I can't say I feel hopeful at tomorrow's outcome but the struggle is a worthy one and I'm proud that the Open Pantry is willing to go as far as it can on behalf of homeless people.

Our local public radio station, WFCR, covered the shelter issue in today's news, interviewing first Kevin Noonan, Open Pantry's executive director, and then Gerry McCafferty, director of the city's Homeless and Special Needs Housing department.


Gerry, responding to a criticism of beds at a different shelter by one of Warming Place's residents, said,
" For us to be arguing about what that shelter is like seems to be missing the point. I think there's bigger issues we could be talking about, like affordable housing and not whether these beds are as nice as those beds."

Well, I am
more than ready to talk about housing, and I think a lot of people in this city feel the same way.

Last September, the city's
"Homes within Reach" plan included supplying 250 new housing units, BUT no construction of new housing.

Can Gerry or the city's new Director of Housing and Neighborhood Services tell me how many new units of affordable housing have been created in the last twenty years?
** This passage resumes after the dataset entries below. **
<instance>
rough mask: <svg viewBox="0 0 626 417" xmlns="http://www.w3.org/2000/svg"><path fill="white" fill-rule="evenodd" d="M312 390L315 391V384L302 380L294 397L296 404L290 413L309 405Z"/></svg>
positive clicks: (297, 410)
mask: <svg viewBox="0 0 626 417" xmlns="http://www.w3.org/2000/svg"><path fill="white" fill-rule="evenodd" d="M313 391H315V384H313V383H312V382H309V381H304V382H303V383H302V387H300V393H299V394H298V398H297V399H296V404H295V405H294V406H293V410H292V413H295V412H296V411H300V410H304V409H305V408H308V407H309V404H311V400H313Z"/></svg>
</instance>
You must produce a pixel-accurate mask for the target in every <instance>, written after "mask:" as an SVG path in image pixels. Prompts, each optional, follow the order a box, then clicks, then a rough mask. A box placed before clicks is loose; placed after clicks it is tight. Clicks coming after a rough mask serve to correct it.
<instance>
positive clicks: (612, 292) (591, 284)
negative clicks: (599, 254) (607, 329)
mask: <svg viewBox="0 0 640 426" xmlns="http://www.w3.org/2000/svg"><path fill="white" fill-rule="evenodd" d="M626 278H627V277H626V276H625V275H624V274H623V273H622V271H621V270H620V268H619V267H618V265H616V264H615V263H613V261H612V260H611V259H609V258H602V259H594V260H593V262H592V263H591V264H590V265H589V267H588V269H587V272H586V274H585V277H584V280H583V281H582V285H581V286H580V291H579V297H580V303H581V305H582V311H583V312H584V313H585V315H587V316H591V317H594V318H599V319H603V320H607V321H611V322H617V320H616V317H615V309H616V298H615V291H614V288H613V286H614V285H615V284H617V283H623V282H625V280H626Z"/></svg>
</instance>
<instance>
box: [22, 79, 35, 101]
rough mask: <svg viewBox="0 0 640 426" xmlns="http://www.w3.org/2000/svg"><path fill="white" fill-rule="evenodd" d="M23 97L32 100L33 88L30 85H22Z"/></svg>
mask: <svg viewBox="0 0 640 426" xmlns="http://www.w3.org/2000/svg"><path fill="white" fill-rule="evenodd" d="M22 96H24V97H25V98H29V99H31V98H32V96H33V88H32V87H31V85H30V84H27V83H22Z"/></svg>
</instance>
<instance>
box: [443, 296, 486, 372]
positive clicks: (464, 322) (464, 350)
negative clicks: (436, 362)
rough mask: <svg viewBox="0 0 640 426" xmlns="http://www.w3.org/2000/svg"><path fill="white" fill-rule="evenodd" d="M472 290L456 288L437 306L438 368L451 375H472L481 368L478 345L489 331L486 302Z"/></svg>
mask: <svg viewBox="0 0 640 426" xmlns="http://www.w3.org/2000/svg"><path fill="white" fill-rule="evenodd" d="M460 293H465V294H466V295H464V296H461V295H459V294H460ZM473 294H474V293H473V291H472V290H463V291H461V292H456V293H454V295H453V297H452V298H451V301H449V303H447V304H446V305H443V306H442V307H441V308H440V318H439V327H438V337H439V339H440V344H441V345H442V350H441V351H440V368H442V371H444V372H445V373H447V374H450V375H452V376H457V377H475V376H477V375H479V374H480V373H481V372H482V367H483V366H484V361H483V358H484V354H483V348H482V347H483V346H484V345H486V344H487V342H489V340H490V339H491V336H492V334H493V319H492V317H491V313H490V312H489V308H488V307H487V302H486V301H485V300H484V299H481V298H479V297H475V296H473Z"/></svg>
I would venture the answer is close to zero.


And how many units of affordable housing have been lost in the same period?


This year is the 20th anniversary of the Stewart B.McKinney Homeless Assistance Act, which funds many of the city's initiatives.

"The McKinney Act has done some good for some people but it has not significantly reduced homelessness across the country. How could it? A $1.4 billion a year homelessness budget cannot compensate for a $52 billion a year reduction in affordable housing," says Paul Boden in "Homeless pitted against homeless" in Tuesday's San Francisco Chronicle.

For the first time in decades, federal funding for the construction, preservation and rehabilitation of affordable housing might be in the works. The National Affordable Housing Trust Fund Act of 2007, H.R. 2895, was recently endorsed by the New York Times. The National Low-Income Housing Coalition, a major force behind the bill, has a list of bill sponsors and they're looking for more. I notice that Congressman Richard Neal's name is not on it, nor the name of any other Massachusetts congressman. Has anyone in our city government asked Neal to sign on? I certainly intend to do so.

Tonight CNN reported that 20% of Mexico's population lives in poverty and yet millionaires abound! Well, in Springfield more than 25% of our residents live below the poverty line, and I'd venture that 40% of us struggle to meet all our expenses each month. With the percentage of their income that we 40% pay for rental housing, any catastrophe-- lost job, broken car, building fire, funeral expenses-- could put us over the edge into homelessness.